For small European countries such as Greece, being headline news is not a blessing. It usually means that they have suffered a major natural disaster or are wrestling with political, economic or social turmoil. Greece today is front and center in a storm of bad news.
Greece’s problem is mainly economic and the statistics are stark: a budget deficit of 12.7 percent of GDP (the EU’s target maximum is 3 percent), public debt of 113 percent of GDP (the EU target is 60 percent). The media and international speculators alike wonder whether Greece can stabilize its economy or just go under. They also question whether a Greek collapse will drag down the other deeply troubled Eurozone economies in Portugal, Ireland, Italy and Spain – which, together with Greece, share the politically incorrect acronym PIIGS.
The Greek problems result from decades of profligate spending, over-consumption and an untaxed underground economy that amounts to 30 percent of GDP. But they have also been magnified by the willingness of global banks to help Greece borrow far beyond its means, pushing its sovereign financial obligations into the future with specialized debt instruments and other devices that hid the fundamentals.

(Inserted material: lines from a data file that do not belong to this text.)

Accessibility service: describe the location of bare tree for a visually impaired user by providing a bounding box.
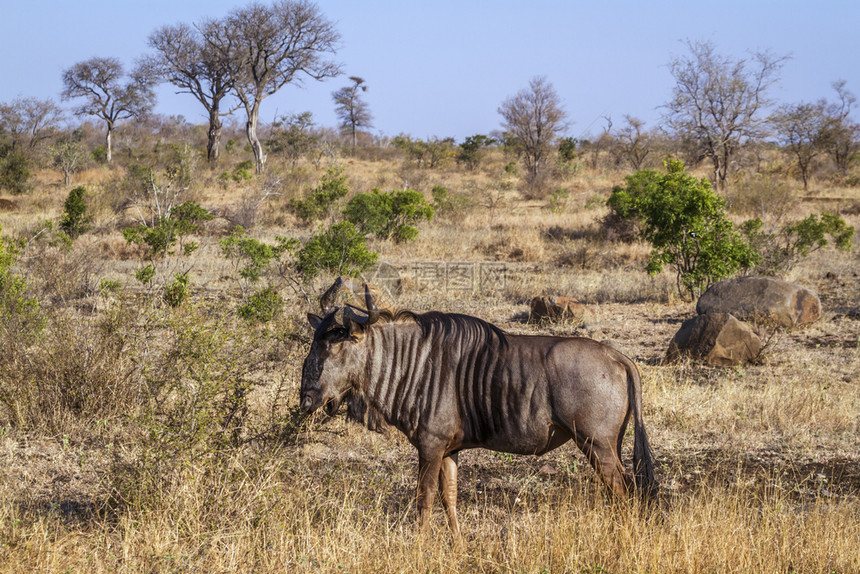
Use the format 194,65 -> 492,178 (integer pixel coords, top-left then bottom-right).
771,101 -> 828,190
822,80 -> 859,175
332,76 -> 373,149
498,76 -> 567,191
664,40 -> 788,189
614,115 -> 653,170
0,96 -> 65,155
143,22 -> 241,162
61,57 -> 156,164
206,0 -> 341,174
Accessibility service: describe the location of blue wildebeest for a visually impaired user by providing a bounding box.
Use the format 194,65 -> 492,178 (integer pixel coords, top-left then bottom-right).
300,284 -> 656,537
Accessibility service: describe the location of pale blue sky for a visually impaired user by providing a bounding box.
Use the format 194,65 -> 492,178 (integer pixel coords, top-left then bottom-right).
1,0 -> 857,141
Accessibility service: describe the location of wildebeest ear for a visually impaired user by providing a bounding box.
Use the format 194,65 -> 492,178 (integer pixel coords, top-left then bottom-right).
307,313 -> 323,330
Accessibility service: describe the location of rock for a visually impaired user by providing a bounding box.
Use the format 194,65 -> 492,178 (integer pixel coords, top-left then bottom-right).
697,276 -> 821,328
529,296 -> 590,323
665,312 -> 762,367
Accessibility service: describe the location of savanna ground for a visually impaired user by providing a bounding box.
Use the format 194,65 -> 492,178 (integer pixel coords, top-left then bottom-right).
1,145 -> 859,572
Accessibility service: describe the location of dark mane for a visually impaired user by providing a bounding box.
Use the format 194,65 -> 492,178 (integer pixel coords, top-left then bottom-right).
364,308 -> 509,347
411,310 -> 509,348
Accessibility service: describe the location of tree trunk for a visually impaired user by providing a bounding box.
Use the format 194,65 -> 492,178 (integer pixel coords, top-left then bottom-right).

Social democratic Prime Minister George Papandreou assumed power after the October 2009 elections. Unlike his predecessor, conservative Costas Karamanlis, Papandreou enjoys a solid parliamentary majority which should last for the next three and a half years. Adonis Samaras, new leader of the conservatives, has clearly indicated that his New Democracy party will back Papandreou’s painful but necessary measures to stabilize the economy and trigger a new development cycle. The Greek political environment will not splinter and stifle attempts to introduce urgently needed reforms to prevent Greece from falling over the economic cliff.
What needs to be done?
The current crisis has forged political consensus targeting reform and stabilization. Both major parties agree: Cut public expenditures by freezing or reducing salaries in the bloated civil service sector, and increase governmental revenues by attacking wide spread tax evasion and habitual corruption and addressing the 30 percent of GDP that the untaxed underground economy represents while also adding new taxes on alcohol, tobacco and gasoline consumption.
But a wave of farmers’ protests, public and private sector strikes threatens to wreck this consensus.
The good news, as shown by opinion surveys, is that an overwhelming majority of Greeks realize the enormity of the economic challenge and support dramatic measures to stop the economic slide. The bad news? Greeks expect “others” to face the music, not themselves—either as individuals or as members of special interest groups.
The second line of defense comes from Greek membership in the Eurozone. During the February 11 EU Council meeting, Greece secured the backing of its stronger West European partners in return for placing its economic policies under the eagle eye of the EU economic commissioner’s supervision, including sustained monitoring to insure that specific goals to reduce budget deficits are met in 2010 and beyond. The larger Western European governments could help by buying Greek debt or providing loan guarantees. Additional support through the European Central Bank may cool the speculators that have driven down the Euro by focusing on one of its weaker links.
While Papandreou welcomed the EU position as helping counter the “psychology of imminent collapse,” he also criticized the EU’s lack of coordination and failure to provide specifics. Some worry that an EU-organized bailout will provide Greece with an excuse to postpone the painful reforms necessary for economic stability.
But can the untested EU mechanisms effectively deal with the challenges facing countries like Greece, Portugal, Spain, Italy and Ireland? Loukas Tsoukalis, a prominent Greek political economist, has summarized things well: The EU “provides for a single monetary policy, a rather loose coordination of national fiscal policies, and a highly decentralized political system to back up the euro. For some people, this … defies the laws of gravity.”
For the required painful measures to work, conservatives and socialists must cooperate to avoid economic collapse. While Papandreou’s party holds 160 of 300 parliamentary seats, it is crucial that Samaras has declared his party’s support for the long-overdue reforms in nearly all sectors of Greek society, economy and politics. Broad political agreement can be fashioned since the critical mass of power is in the hands of the socialist government and its conservative opposition whose leaders were classmates at Amherst College in the 1970s. They should be able to easily stave off the smaller parties on the left who will argue that the country is sacrificing its sovereignty to globalization and world capitalist designs.
Inward-looking Greek commentators will be tempted to ask: Is Brussels today replacing the French, the British and the Russians that competitively “protected” Greece throughout most of the 19th and 20th centuries? They overlook the crucial difference that Greece is now part of a multilateral EU institutional framework and not forced to rely on the bilateral dependencies of its turbulent past. Greece today, like Odysseus, is tying itself to a mast “made in Brussels,” in order to withstand the Siren songs of economic and political populism, extreme nationalism and internal fragmentation that have so badly hurt it in the past. With both Papandreou and Samaras supporting urgent reform, and with EU backing, Greece should be able to undertake the urgent measures the current crisis requires.